What Is the Matthew Effect? What You Should Know
The term “the Matthew effect” has been used since the middle of the 20th century in the worlds of sociology and psychology to explain the fact that people who have certain benefits end up getting more benefits, and people who have less benefits, also have fewer possibilities to access them.
At first, this concept referred only to the accumulation of material goods, wealth or fame. But later, experts also started to use this term in other disciplines such as education, psychology and economics.
Below we’ll explain what this concept is based on and how we can explain these inequalities.
“The rich get richer and the poor get poorer.”
– Percy Shelley –
Why is it called the Matthew effect?
This phenomenon owes its name to the Biblical passage of the Gospel According to Matthew, specifically chapter 13, verse 12, which says: “Whoever has, shall be given more, they will have an abundance. Whoever does not have, even what they have shall be taken from them.” However, the true context of this verse is far removed from what we’re going to describe to you!
This concept was used to explain the distribution of material or immaterial benefits, because those who have seem to get more and more, and those who don’t have get less and less. People have often used these terms to explain unequal distribution in different contexts.
For example, in the economic field, money, wealth or material goods are used as a parameter, but in other fields such as psychology and education it refers to values such as trust, social prestige, etc. So, depending on the field in which we want to explain, we’ll study different parameters of measurement.
So, bearing this is mind, we’ll now focus on the field of educational psychology in order to explain this phenomenon.
The Matthew effect in reading
Psychologist Keith Stanovich (1984) was the first to adopt this concept to explain the reading and writing problems he observed in his research. Children who are highly skilled in reading from the beginning have greater advantages over those who aren’t.
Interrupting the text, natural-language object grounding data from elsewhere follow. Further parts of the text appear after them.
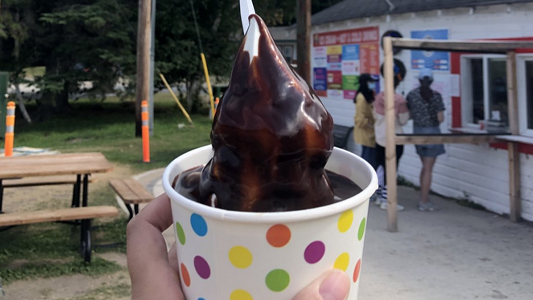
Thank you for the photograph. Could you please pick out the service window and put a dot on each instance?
(525, 93)
(484, 90)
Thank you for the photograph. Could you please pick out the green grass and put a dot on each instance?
(51, 249)
(106, 292)
(35, 71)
(45, 269)
(109, 127)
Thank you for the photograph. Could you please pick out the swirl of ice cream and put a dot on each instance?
(271, 137)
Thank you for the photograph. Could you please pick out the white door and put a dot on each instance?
(524, 74)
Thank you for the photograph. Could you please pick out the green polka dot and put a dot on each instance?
(277, 280)
(181, 233)
(361, 229)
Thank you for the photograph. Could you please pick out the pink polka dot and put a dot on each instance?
(357, 270)
(202, 267)
(314, 252)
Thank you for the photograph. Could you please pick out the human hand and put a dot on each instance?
(154, 271)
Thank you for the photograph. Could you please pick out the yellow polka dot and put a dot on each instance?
(345, 221)
(240, 295)
(240, 257)
(342, 262)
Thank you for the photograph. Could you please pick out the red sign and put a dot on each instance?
(334, 80)
(369, 57)
(343, 37)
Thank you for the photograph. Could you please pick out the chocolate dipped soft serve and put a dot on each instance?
(271, 137)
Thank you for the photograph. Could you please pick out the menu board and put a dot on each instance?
(339, 57)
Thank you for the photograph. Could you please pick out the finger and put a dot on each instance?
(334, 285)
(158, 213)
(152, 277)
(173, 258)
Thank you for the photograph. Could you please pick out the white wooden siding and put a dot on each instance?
(478, 171)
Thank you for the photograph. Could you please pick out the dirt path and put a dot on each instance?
(76, 287)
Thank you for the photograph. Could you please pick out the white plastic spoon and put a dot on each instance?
(247, 8)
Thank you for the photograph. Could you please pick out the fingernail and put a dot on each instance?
(335, 287)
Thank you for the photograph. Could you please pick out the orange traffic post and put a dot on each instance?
(10, 129)
(216, 104)
(145, 131)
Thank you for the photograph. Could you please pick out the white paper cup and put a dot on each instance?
(243, 255)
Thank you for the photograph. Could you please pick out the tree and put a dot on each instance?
(86, 41)
(177, 47)
(77, 41)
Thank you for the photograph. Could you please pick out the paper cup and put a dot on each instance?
(243, 255)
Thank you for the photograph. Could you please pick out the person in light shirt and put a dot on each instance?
(427, 111)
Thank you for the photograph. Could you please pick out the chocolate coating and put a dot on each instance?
(271, 135)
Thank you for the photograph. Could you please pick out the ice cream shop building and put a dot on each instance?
(346, 42)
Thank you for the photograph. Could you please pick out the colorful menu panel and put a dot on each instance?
(343, 56)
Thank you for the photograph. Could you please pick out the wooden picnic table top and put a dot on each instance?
(58, 164)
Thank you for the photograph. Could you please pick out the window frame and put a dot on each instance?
(466, 88)
(522, 93)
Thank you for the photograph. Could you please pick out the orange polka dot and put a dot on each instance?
(356, 271)
(185, 275)
(278, 235)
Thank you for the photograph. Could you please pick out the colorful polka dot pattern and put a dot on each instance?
(345, 221)
(180, 233)
(277, 236)
(185, 275)
(361, 231)
(240, 295)
(314, 252)
(356, 271)
(198, 225)
(202, 267)
(342, 262)
(277, 280)
(240, 257)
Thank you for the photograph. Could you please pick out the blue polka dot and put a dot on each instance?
(198, 224)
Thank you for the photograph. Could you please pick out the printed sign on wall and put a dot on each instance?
(344, 55)
(435, 60)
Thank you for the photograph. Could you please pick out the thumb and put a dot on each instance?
(334, 285)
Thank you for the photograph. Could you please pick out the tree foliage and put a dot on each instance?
(80, 41)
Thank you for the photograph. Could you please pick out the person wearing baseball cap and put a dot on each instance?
(427, 111)
(364, 119)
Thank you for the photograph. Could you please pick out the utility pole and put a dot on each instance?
(143, 61)
(303, 39)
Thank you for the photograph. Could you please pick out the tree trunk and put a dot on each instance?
(143, 60)
(62, 104)
(21, 104)
(45, 110)
(193, 91)
(303, 37)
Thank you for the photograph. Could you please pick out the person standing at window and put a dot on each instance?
(427, 111)
(402, 117)
(364, 119)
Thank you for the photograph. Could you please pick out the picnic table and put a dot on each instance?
(35, 170)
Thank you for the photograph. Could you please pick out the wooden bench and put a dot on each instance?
(132, 193)
(42, 181)
(341, 134)
(85, 214)
(37, 181)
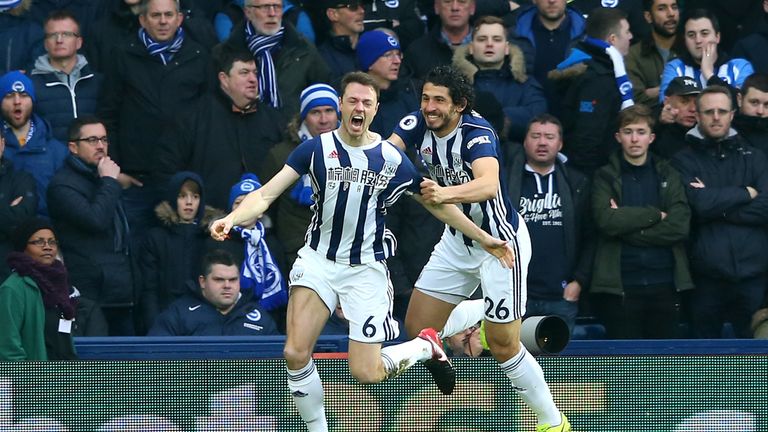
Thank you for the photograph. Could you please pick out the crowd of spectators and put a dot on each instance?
(129, 124)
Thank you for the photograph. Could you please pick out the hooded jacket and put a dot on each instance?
(521, 96)
(638, 226)
(172, 253)
(728, 239)
(62, 97)
(193, 315)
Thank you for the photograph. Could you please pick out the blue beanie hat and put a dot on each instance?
(247, 184)
(318, 95)
(8, 4)
(372, 45)
(16, 82)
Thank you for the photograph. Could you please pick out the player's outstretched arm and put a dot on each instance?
(451, 215)
(255, 203)
(483, 187)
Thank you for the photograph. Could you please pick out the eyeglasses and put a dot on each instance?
(63, 35)
(267, 7)
(93, 140)
(42, 242)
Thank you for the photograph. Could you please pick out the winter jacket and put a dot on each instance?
(638, 226)
(21, 42)
(171, 256)
(728, 238)
(590, 107)
(62, 97)
(193, 315)
(521, 96)
(142, 97)
(728, 72)
(41, 157)
(213, 136)
(120, 25)
(644, 67)
(297, 65)
(93, 233)
(577, 223)
(13, 184)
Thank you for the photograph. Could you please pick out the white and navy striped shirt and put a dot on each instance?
(449, 161)
(353, 187)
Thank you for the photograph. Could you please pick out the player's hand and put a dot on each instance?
(220, 228)
(431, 192)
(501, 250)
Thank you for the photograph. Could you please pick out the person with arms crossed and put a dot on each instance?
(355, 176)
(460, 150)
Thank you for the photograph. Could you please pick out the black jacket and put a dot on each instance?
(728, 235)
(13, 184)
(93, 232)
(142, 96)
(575, 189)
(193, 315)
(213, 136)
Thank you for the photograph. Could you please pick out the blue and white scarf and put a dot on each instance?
(260, 272)
(619, 71)
(261, 46)
(164, 50)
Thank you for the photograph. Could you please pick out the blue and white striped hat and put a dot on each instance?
(318, 95)
(8, 4)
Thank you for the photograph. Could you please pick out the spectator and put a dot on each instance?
(173, 251)
(545, 33)
(319, 114)
(379, 54)
(88, 215)
(121, 23)
(436, 47)
(228, 127)
(702, 59)
(232, 13)
(497, 67)
(215, 306)
(345, 19)
(646, 60)
(37, 303)
(287, 62)
(752, 47)
(677, 116)
(19, 203)
(598, 90)
(153, 77)
(725, 181)
(399, 17)
(28, 140)
(553, 199)
(66, 85)
(752, 119)
(642, 218)
(21, 36)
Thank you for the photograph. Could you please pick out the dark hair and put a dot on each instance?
(457, 83)
(488, 20)
(699, 14)
(545, 118)
(715, 89)
(758, 81)
(602, 22)
(224, 56)
(359, 78)
(60, 15)
(636, 114)
(217, 256)
(73, 133)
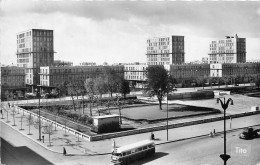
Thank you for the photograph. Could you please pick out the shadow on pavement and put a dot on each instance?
(157, 155)
(20, 155)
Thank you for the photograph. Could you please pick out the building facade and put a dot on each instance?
(190, 71)
(135, 74)
(62, 63)
(34, 49)
(165, 50)
(12, 82)
(229, 50)
(51, 76)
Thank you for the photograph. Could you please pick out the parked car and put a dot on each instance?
(249, 133)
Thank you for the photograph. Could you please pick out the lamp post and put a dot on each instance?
(167, 116)
(224, 105)
(39, 96)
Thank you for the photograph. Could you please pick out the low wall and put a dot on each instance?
(163, 127)
(135, 131)
(198, 94)
(55, 124)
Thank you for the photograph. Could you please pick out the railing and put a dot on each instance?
(58, 125)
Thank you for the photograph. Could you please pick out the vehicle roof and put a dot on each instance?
(133, 146)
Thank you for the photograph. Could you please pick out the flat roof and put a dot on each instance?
(105, 116)
(133, 146)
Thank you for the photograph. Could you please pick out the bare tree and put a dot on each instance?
(30, 122)
(48, 129)
(108, 104)
(72, 92)
(120, 106)
(90, 90)
(13, 108)
(78, 129)
(65, 128)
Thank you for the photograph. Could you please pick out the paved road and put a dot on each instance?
(206, 151)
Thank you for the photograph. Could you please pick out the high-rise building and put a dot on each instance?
(34, 49)
(165, 50)
(12, 82)
(229, 50)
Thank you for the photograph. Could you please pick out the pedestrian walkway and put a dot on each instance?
(78, 146)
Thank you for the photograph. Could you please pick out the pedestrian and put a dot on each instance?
(152, 136)
(64, 151)
(114, 144)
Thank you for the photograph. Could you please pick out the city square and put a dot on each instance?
(130, 82)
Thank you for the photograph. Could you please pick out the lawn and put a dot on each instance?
(153, 112)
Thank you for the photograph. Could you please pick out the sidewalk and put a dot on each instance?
(83, 147)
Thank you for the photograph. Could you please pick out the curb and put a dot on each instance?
(205, 135)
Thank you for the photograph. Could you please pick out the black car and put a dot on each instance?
(249, 133)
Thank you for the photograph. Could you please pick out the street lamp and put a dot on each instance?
(224, 105)
(39, 96)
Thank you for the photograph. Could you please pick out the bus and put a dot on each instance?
(132, 152)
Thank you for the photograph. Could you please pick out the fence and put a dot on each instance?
(58, 125)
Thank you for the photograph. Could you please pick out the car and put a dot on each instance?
(249, 133)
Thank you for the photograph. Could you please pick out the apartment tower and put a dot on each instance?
(165, 50)
(229, 50)
(34, 49)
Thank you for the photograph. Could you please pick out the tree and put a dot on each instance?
(120, 106)
(111, 79)
(124, 88)
(65, 123)
(108, 104)
(257, 82)
(90, 90)
(13, 115)
(48, 129)
(30, 122)
(72, 92)
(157, 81)
(100, 86)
This can be explained by the fact that children who do badly in reading or who have difficulty with reading have problems with motivation and loss of confidence. Therefore, they read less and end up distancing themselves from their peers who have greater reading ability, seeing as they read more and have greater motivation and self-confidence.
To all this we must also add the different treatment given by teachers to children with special educational needs. In this research by Cooper (1983), teachers gave children less feedback, didn’t expect them to answer as much as other children, and visited their tables less often.
How to reverse the Matthew effect?
To reverse this effect, teachers should encourage and help children who need it most at school. They should also encourage the parents to do the same at home. Here are some helpful ideas:
- Devote time to them.
- Congratulate them on their achievements.
- Give them time when they have to answer a question the teacher has asked.
- Motivate them to feel confident and to be able to reach their goals.
- Don’t always tell them what’s wrong, as this will discourage them from trying to improve. On the contrary, we should praise them when they do well.
- Don’t make comparisons among classmates; each child is different and has different learning rates.
- Don’t encourage competition among peers and let them be themselves. Help them excel every day.
With all this, we’ll ensure that there’s equality among all the children as far as opportunities are concerned. Those that haven’t yet acquired certain learning skills will end up acquiring them and, in this way, they’ll approach their classmates’ level more and more.
So, you now know a bit about the Matthew effect, and the importance of involving all children in the class, and not creating competition. It’s an adult’s responsibility to correct the inequalities that sometimes arise between children and that always remain in a child for better or for worse.
Therefore, we must help those who need it most, as well as those who know less, in order to enable them to achieve their objectives and goals. If these children don’t receive sufficient support, they’ll end up having serious problems at school, and possibly in life.